Open chouchou1988 opened 7 years ago
yeah,i also wonder how the data format is......
Same question here
In author's post http://liaha.github.io/models/2016/06/21/dssm-on-tensorflow.html , he says that the model input is 46238:1 24108:1 24016:1 5618:1 8818:1
, which stands for tri-letter index: num_occur
, but I confused that we must pre-process all the tri-letters to build their indexes? That seems time consuming......
https://github.com/liaha/dssm/blob/master/single/dssm_v3.py
I think the pull_batch function seems to accept already pre-processed(query/title -> n-gram vector -> one-hot encoded vector) data as input. And the input is simply a one-hot encoded vector like [[1, 0, 1, ...., 0], ..., [1, 0, 1, ...., 0]].
So you need to convert query and document title to one-hot encoded vector before feed to tensor.

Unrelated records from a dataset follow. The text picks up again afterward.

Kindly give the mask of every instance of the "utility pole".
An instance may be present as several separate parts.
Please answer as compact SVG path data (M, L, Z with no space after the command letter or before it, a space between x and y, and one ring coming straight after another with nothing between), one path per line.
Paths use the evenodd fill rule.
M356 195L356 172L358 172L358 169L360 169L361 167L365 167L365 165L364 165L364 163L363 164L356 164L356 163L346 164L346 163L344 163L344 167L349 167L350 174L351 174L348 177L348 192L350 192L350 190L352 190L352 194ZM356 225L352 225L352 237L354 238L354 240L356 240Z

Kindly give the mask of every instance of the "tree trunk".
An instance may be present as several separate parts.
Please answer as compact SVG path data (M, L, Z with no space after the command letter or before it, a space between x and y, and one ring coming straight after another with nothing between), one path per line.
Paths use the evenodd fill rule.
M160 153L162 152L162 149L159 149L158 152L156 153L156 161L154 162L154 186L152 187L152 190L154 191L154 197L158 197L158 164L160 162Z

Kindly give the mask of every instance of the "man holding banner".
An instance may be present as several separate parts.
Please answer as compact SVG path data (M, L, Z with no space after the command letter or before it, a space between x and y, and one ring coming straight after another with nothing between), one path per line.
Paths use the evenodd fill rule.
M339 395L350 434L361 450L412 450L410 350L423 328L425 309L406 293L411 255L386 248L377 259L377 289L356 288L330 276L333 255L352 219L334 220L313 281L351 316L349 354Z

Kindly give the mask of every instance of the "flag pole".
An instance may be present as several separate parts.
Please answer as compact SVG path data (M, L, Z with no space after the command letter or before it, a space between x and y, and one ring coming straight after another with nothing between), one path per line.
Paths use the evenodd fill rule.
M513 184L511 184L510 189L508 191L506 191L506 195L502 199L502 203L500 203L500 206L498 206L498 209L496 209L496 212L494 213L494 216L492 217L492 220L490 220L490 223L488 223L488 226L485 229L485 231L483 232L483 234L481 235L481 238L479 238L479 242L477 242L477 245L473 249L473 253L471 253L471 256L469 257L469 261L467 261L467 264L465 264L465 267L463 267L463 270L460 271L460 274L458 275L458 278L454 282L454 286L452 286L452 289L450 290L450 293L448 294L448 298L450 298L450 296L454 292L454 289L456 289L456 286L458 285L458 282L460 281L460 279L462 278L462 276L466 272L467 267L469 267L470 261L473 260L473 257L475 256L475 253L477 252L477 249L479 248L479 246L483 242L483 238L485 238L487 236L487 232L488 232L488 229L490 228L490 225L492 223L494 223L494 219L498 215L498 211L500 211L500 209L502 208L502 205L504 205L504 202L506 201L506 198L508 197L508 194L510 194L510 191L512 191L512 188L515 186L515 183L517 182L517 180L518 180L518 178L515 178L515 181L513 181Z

In my case, I used scikit-learn for it. http://scikit-learn.org/stable/modules/feature_extraction.html
Actually after reading the code, I think the original file format doesn't matter. If you are converting your tri-gram data into a sparse matrix then it should be fine. Just change the lines handling input data in the code. The training model handles matrices anyway.

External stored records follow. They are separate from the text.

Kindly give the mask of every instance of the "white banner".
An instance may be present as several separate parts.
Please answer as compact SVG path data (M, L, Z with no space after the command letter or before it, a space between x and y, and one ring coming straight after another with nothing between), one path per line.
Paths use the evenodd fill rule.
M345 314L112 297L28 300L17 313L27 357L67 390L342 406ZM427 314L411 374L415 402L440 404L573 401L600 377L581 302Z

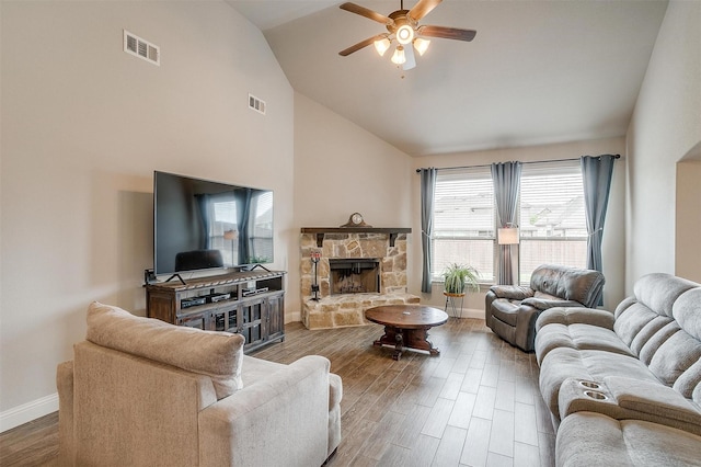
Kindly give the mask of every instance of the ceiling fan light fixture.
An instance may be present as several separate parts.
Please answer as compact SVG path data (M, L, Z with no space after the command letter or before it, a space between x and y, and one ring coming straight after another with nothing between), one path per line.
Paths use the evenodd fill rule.
M392 64L403 65L405 61L406 61L406 56L404 55L404 47L399 45L394 49L394 55L392 55Z
M406 45L414 39L414 29L409 24L402 24L397 30L397 42L402 45Z
M384 53L389 48L390 48L390 39L388 39L387 37L379 41L375 41L375 49L377 50L378 54L380 54L380 57L384 56Z
M414 48L416 49L416 52L418 52L418 55L424 55L428 49L429 44L430 44L430 41L428 39L423 39L421 37L416 37L414 39Z

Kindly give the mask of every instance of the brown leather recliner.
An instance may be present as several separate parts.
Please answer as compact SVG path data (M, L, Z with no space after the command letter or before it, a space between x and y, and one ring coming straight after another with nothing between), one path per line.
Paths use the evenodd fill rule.
M512 345L531 352L536 320L543 310L553 307L595 308L605 282L604 274L598 271L540 265L530 277L530 287L490 287L484 304L486 326Z

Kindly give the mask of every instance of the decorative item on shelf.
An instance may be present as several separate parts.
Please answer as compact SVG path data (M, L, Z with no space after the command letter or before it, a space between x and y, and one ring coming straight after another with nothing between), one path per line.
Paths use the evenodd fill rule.
M314 283L311 286L311 293L314 295L312 300L319 301L319 275L317 273L317 264L321 260L321 253L319 251L311 252L311 262L314 263Z
M446 296L446 312L448 307L452 310L452 316L458 318L462 316L462 304L464 301L466 288L478 291L480 288L480 273L476 269L458 263L450 263L443 272L444 291ZM458 307L458 299L460 306Z
M507 224L506 227L497 230L496 238L498 244L518 244L518 226L516 224Z
M372 226L369 224L366 224L366 221L363 219L363 214L353 213L348 217L348 221L342 225L341 227L372 227Z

yeah, I also have a question that the data format is like .......
I am saving my data as a matrix, where the rows are the query/document sentences, and the columns is the vocabulary. I am adding a '1' wherever the word in the sentence matches with the word in the vocab.
For example, if my query files contain "this is a cat. hello cat". My vocab comprises of "this, is, a, cat, hello". Then my query matrix is like:
1, 1, 1, 1, 0
0, 0, 0, 1, 1
I am creating a sparse matrix out of it by using scipy.sparse.csr_matrix()
Am I doing this right?
I have seen your demo dssm/single/dssm_v3.py, and want to know how your data be organazed. For example, what the format of query.train.pickle ?